判断是否为module，然后加入到_modules中

总结

模型容器与AlexNet构建

模型容器——Containers

在pytorch中提供了三个常用的Containers

Sequential

在机器学习中有特征工程这一操作，但在深度学习中弱化了这一概念。

在深度学习中也有习惯，以全连接层为界限，将模型划分为特征提取模块和分类模块。

我们可以用Sequential分别包装两组网络层，然后组装成一个神经网络

方法一

直接看代码，创建一个类，可以将之前LeNet分为两部分，用Sequential包装

然后定义前向传播

# ============================ Sequential
class LeNetSequential(nn.Module):
    def __init__(self, classes):
        super(LeNetSequential, self).__init__()
        self.features = nn.Sequential(
            nn.Conv2d(3, 6, 5),
            nn.ReLU(),
            nn.MaxPool2d(kernel_size=2, stride=2),
            nn.Conv2d(6, 16, 5),
            nn.ReLU(),
            nn.MaxPool2d(kernel_size=2, stride=2),)

        self.classifier = nn.Sequential(
            nn.Linear(16*5*5, 120),
            nn.ReLU(),
            nn.Linear(120, 84),
            nn.ReLU(),
            nn.Linear(84, classes),)

    def forward(self, x):
        x = self.features(x)
        x = x.view(x.size()[0], -1)
        x = self.classifier(x)
        return x

接下来我们进入container.py中看看Sequential这个类

Sequential这个类依旧继承于Module，在init函数中调用了父类的init，随后判断参数是否为字典，非字典则for循环轮流调用add_module这个方法，将网络添加到Sequential中

class Sequential(Module):
    def __init__(self, *args):
        super().__init__()
        if len(args) == 1 and isinstance(args[0], OrderedDict):
            for key, module in args[0].items():
                self.add_module(key, module)
        else:
            for idx, module in enumerate(args):
                self.add_module(str(idx), module)

回到原来的代码，创建一个随机张量，传入网络

net = LeNetSequential(classes=2)
net = LeNetSequentialOrderDict(classes=2)

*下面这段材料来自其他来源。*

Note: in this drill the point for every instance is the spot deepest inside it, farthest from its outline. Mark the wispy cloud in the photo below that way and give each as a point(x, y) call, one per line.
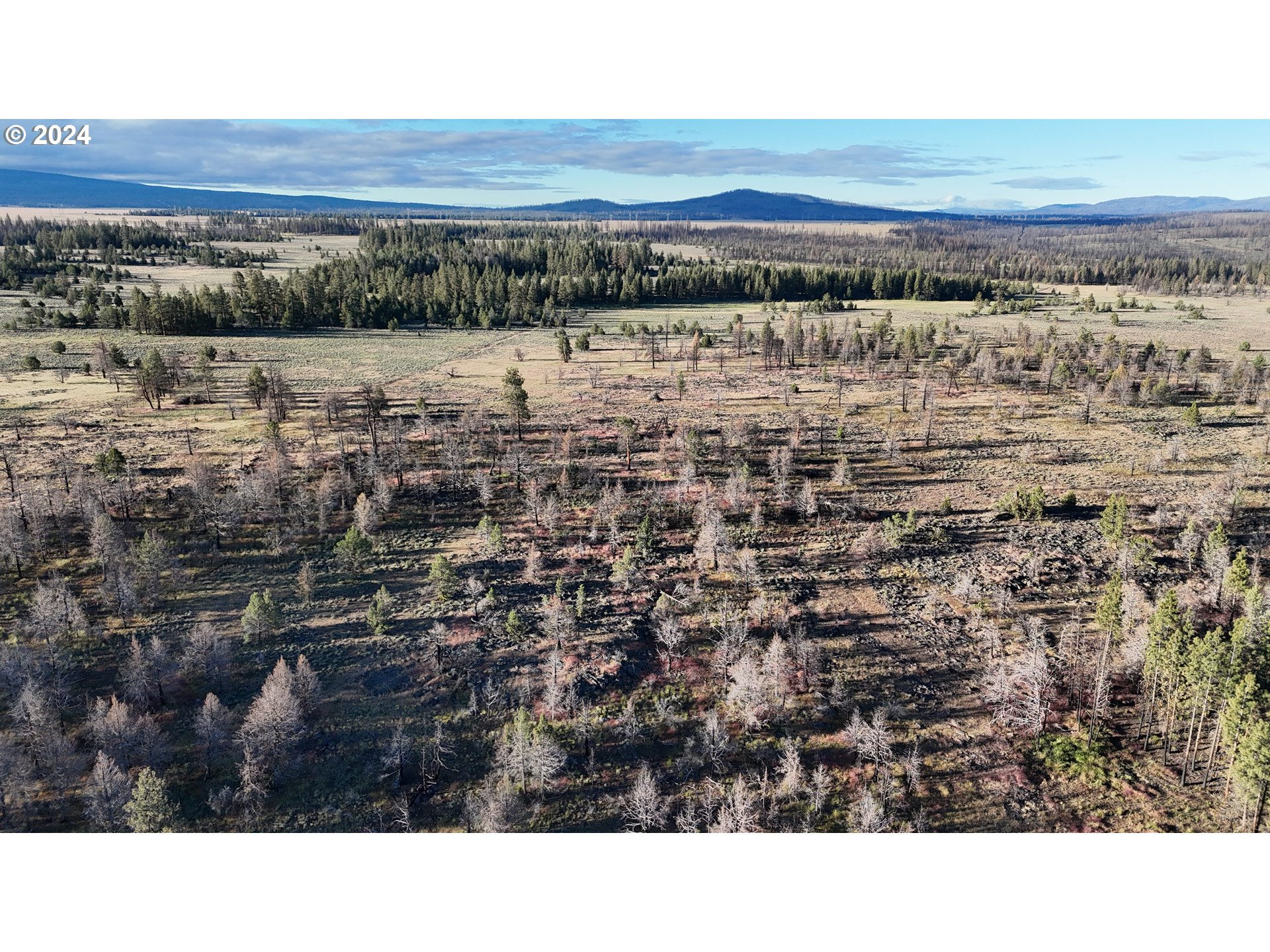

fake_img = torch.randn((4, 3, 32, 32), dtype=torch.float32)

output = net(fake_img)

随后跳转到module的__call__函数

def __call__(self, *args: Any, **kwargs: Any) -> Any:
        if self.with_module:
            module = self.module()
            if module is None:
                raise RuntimeError("You are trying to call the hook of a dead Module!")
            return self.hook(module, *args, **kwargs)
        return self.hook(*args, **kwargs)

随后跳转到我们自定义的forward函数

def forward(self, x):
        x = self.features(x)
        x = x.view(x.size()[0], -1)
        x = self.classifier(x)
        return x

之后再进入container.py中的forward，非常简洁，直接用for循环module，对输入的参数进行计算

def forward(self, input):
        for module in self:
            input = module(input)
        return input

最后我们得到了一个output

方法二

方法一中网络层是以编号按顺序排列的，当网络层过多时，就很不方便。

因此还有另一种方法，可以给网络层进行命名。

class LeNetSequentialOrderDict(nn.Module):
    def __init__(self, classes):
        super(LeNetSequentialOrderDict, self).__init__()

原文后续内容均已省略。